Factsheet Anal cancer and HIV

Roger Pebody, Published November 2017

Key points

  • Rates of anal cancer are higher in people with HIV than other people.
  • Most people who have abnormal cell changes in their anus do not go on to have anal cancer.
  • Guidelines don’t recommend screening for anal cancer in people who don’t have symptoms.
  • Younger people with HIV should get the HPV vaccine to prevent anal and other cancers.

Anal cancer is a disease in which cancer cells are present just inside or immediately outside the anus.

Most cases of anal cancer are linked to human papillomavirus (HPV), a very common infection that can be passed on during sex. HPV is not a single virus – there are about 150 types of HPV that have different effects. Some types of HPV don’t seem to do any harm, other types cause anal and genital warts, while others can cause anal and cervical cancer. HPV16 and HPV18 are the types most likely to cause cancer.

Most adults have had HPV infection. Very often, the body can get rid of the virus without you ever knowing you had it. In people living with HIV, the body seems to be less able to get rid of HPV on its own.

A minority of people who have HPV develop abnormal cell changes in or around the anus. This is not cancer. Moreover, most people who have these abnormal cells do not go on to have cancer. It is important to distinguish between:

  • Infection with HPV.
  • Abnormal cell changes that don’t seem to be linked to cancer. They don’t need treatment. Doctors may refer to these abnormal cells as low-grade anal intraepithelial neoplasia (AIN) or low-grade squamous intraepithelial lesion (SIL). In this factsheet, we call them low-grade AIN.
  • Abnormal cell changes that are associated with a small risk of developing cancer in the future.

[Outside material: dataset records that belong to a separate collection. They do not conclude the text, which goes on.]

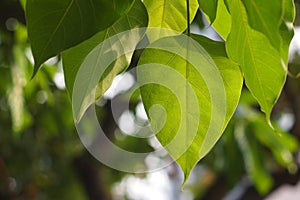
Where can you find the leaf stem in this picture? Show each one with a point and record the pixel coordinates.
(188, 17)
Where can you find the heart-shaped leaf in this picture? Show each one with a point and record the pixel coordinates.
(197, 93)
(261, 63)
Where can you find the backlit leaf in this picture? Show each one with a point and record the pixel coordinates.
(196, 95)
(169, 14)
(261, 63)
(74, 57)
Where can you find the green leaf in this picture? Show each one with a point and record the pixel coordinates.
(261, 63)
(210, 8)
(281, 144)
(91, 66)
(74, 57)
(196, 95)
(222, 21)
(55, 25)
(169, 14)
(252, 155)
(265, 17)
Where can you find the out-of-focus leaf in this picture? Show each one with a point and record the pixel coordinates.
(281, 144)
(55, 25)
(253, 156)
(191, 81)
(265, 17)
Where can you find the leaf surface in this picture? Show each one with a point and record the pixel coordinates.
(113, 46)
(210, 8)
(197, 95)
(260, 62)
(169, 14)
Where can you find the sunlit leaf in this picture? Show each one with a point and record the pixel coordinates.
(260, 62)
(74, 57)
(197, 95)
(169, 14)
(210, 8)
(91, 67)
(55, 25)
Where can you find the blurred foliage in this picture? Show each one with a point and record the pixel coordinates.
(38, 140)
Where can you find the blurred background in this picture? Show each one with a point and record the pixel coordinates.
(41, 156)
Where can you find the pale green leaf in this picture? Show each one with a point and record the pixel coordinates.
(169, 14)
(90, 68)
(261, 63)
(265, 17)
(56, 25)
(74, 57)
(196, 95)
(222, 22)
(210, 8)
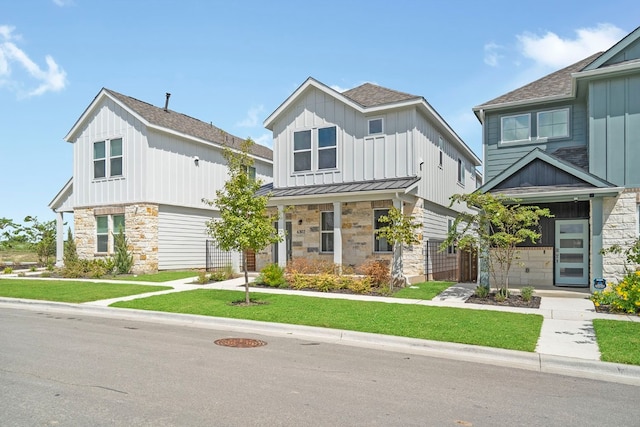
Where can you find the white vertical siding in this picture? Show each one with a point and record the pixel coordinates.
(182, 237)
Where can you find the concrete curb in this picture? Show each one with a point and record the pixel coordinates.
(604, 371)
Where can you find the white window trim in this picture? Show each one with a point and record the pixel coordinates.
(107, 159)
(515, 141)
(323, 232)
(369, 126)
(568, 135)
(375, 233)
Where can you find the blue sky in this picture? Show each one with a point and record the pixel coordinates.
(234, 62)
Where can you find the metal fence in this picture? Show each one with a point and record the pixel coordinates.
(216, 257)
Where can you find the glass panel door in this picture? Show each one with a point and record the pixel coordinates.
(572, 253)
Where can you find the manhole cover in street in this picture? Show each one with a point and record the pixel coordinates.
(240, 342)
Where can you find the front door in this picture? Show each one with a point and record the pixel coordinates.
(572, 253)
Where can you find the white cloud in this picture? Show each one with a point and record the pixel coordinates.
(550, 50)
(252, 119)
(52, 78)
(491, 55)
(265, 139)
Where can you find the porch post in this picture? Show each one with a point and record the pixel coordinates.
(282, 245)
(596, 240)
(337, 235)
(59, 239)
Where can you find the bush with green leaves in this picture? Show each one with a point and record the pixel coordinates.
(272, 275)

Often these abnormal cells will go away on their own, but in case they don’t, many doctors would recommend treatment. These abnormal cells may be called high-grade anal intraepithelial neoplasia (AIN) or high-grade squamous intraepithelial lesion (SIL). In this factsheet, we call them high-grade AIN.
  • Anal cancer. Cancer cells grow and multiply out of control. They may form a mass (tumour) and invade nearby tissues. Anal cancer can be life threatening.

It’s not clear whether it’s a good idea to be screened for AIN when you don’t have any symptoms. Some doctors believe that finding and treating high-grade AIN promptly will prevent cases of anal cancer that would be much harder to treat later on, so they think it is worth getting tested regularly.

On the other hand, other doctors argue that current treatments aren’t good enough to make screening worthwhile in people who haven’t got symptoms. The treatments can be uncomfortable, have side-effects and don’t always stop high-grade AIN from recurring. It could be worrying to find out that you have AIN, but if you didn’t know you had it, it’s possible that it would go away on its own or cause you no harm.

Current guidelines don’t recommend widespread screening for AIN or anal cancer. Cases are usually picked up when people have symptoms. There’s more information on symptoms below.

Preventing HPV and anal cancer

You can reduce your risk of HPV and cancer by getting vaccinated. HPV vaccination can prevent several cancers (including anal and cervical cancer) and also genital and anal warts.

The younger you are, the more likely you are to benefit. If you are older, it is more likely that you have already been exposed to several types of HPV, making the vaccine less effective.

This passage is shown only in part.